An official investigation has found that Child, Youth and Family Services failed to act on more than 200 cases of child neglect last year until it had been notified more than 10 times.
The inquiry by Children's Commissioner John Angus found that in the most extreme case it took 29 notifications of a family before the service determined that a child was being neglected and took action.
It reports widespread frustration by doctors, teachers and other professionals, who reported families to the service and felt that nothing was done about it.
"You are waiting for something to happen, you are waiting for them to be run over in the driveway or burn their arm," one health professional told the inquiry.
"Some days I walk away and I just wish something would happen ... because then I would get some help."
A teacher said: "Kids do us a favour by committing a crime because Youth Justice gets involved and wraparound services are provided."
The inquiry found that, in contrast to huge attention paid to child abuse, official agencies have no agreed definition of the more common problem of neglect.
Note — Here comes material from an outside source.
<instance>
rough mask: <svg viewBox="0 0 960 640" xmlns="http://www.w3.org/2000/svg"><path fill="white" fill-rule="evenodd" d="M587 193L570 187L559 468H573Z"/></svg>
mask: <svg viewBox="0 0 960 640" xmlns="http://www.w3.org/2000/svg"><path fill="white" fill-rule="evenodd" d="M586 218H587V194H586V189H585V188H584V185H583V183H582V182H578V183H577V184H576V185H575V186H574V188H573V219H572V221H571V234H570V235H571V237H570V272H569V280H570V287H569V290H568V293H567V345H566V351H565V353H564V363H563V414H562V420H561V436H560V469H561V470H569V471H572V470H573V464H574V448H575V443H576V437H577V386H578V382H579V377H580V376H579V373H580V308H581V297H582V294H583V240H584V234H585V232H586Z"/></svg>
An inter-agency guide to child abuse produced by CYF defines neglect as "any act or omission that results in impaired physical functioning, injury and/or development of a child".
But the inquiry says this leaves out acts or omissions that risk harm to the child, so CYF fails to intervene in practice unless there is actual harm or a clear threat of physical harm.
"Stakeholders external to Child, Youth and Family perceived a large discrepancy between their thresholds for neglect and the threshold held by Child, Youth and Family professionals," the report says.
Other experts interviewed for the report acknowledge that neglect, unlike abuse, can't always be assessed on the basis of a single incident, so multiple notifications over time may be needed.
But the report questions the 229 cases where it took at least 10 notifications, including 18 cases of more than 20 notifications, before findings of neglect were made.
"An audit of these cases with an extreme number of notifications could be considered to understand why so many notifications were made prior to a child protection response."
The number of cases of confirmed neglect - 4240 last year, or 0.4 per cent of all children - is believed to be "the tip of the iceberg". A survey in 2005 found 9 per cent of adults said they had been neglected in childhood.
Neglect is closely linked with poverty. Confirmed cases last year included 1.7 per cent of all children in the poorest fifth of the country but 0.1 per cent of children in the richest fifth.
Most cases are also linked with either alcohol and drug addictions or mental health problems, such as post-natal depression.
The report urges all agencies to agree on how to recognise child neglect, including "red flags" in the CYF notification system and alerts in the school enrolment system.
CYF head Ray Smith said his agency was "working with other agencies to consider possible improvements to the ways in which data on child maltreatment is collected and reported, including the use of shared definitions or a common understanding for child maltreatment".